Health care reform is still hanging on for dear life in the House. The dynamic is that the Democrats are going to lose some votes from pro-life members who insist on Bart Stupak's language. They need to make up the votes by persuading Blue Dog and other centrist Democrats who voted no for the original bill to vote yes this time. Many of those centrists said at the time of their original vote that they preferred the Senate bill and opposed the public option. Restoring the public option, aside form sucking up a lot of time by introducing another big fight, would greatly complicate this already-complicated task.

That's why Jay Rockefeller opposes adding the public option to the bill at this point. Rockefeller is the author of the public option. So it seems like the fear that reopening this debate will sink the whole bill really is the reason for the administration's reluctance. Or maybe Rockefeller's in on the pretense, too.

This seems to me to be the correct interpretation. Steve Benen adds:

I realize that Gibbs's response today seems unexpected, but it doesn't strike me as all that surprising -- if the White House thought the votes were there for a public option, the administration would have included the idea in the proposal unveiled yesterday. The fact that the president's version of reform didn't include the idea should have made it pretty clear that the White House thinks, correctly or not, that public option support remains insufficient.

I should note, though, that Gibbs's comments need not be the end of the public option. The White House is under the impression that the votes just aren't there to pass this specific measure, but if proponents on and off the Hill want to prove otherwise, there's still time to do just that. Gibbs didn't say the president opposes the public option -- Obama has said repeatedly he supports the idea, and would like to see it in the final bill -- he just said he thinks the public option lacks the support it needs in Congress.

If public option advocates want to prove Gibbs wrong, now's their chance.

To repeat, there is the distinct risk that such a move could meet with serious popular disapproval.
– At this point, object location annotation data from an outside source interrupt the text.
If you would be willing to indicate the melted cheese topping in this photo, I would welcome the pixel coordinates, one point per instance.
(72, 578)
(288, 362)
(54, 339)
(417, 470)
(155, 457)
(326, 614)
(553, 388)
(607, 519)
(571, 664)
But that's not to say Democrats shouldn't try. If the votes are really there, they should go for it -- and communicate to the public just why they're doing what they're doing. But if not, or if it would be overly costly or challenging, they should do what Obama proposes, which would at least give them a historic accomplishment to run on, major legislation to call their own, and which would benefit the American people with meaningful change to a health-care system that is unfair, unjust, and economically destructive.

Let's just be realistic about what can be done.